All of lore.kernel.org
 help / color / mirror / Atom feed
From: Jan Kara <jack@suse.cz>
To: Amir Goldstein <amir73il@gmail.com>
Cc: Jan Kara <jack@suse.cz>,
	linux-fsdevel <linux-fsdevel@vger.kernel.org>,
	Dave Chinner <david@fromorbit.com>
Subject: Re: thoughts about fanotify and HSM
Date: Thu, 3 Nov 2022 17:30:45 +0100	[thread overview]
Message-ID: <20221103163045.fzl6netcffk23sxw@quack3> (raw)

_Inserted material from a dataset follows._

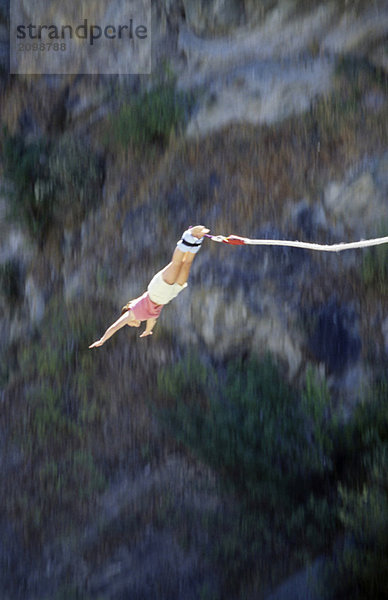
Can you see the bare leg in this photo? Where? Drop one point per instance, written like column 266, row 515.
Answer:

In-Reply-To: <CAOQ4uxiNhnV0OWU-2SY_N0aY19UdMboR3Uivcr7EvS7zdd9jxw@mail.gmail.com>

On Fri 28-10-22 15:50:04, Amir Goldstein wrote:
> On Thu, Sep 22, 2022 at 1:48 PM Jan Kara <jack@suse.cz> wrote:
> >
> > > Questions:
> > > - What do you think about the direction this POC has taken so far?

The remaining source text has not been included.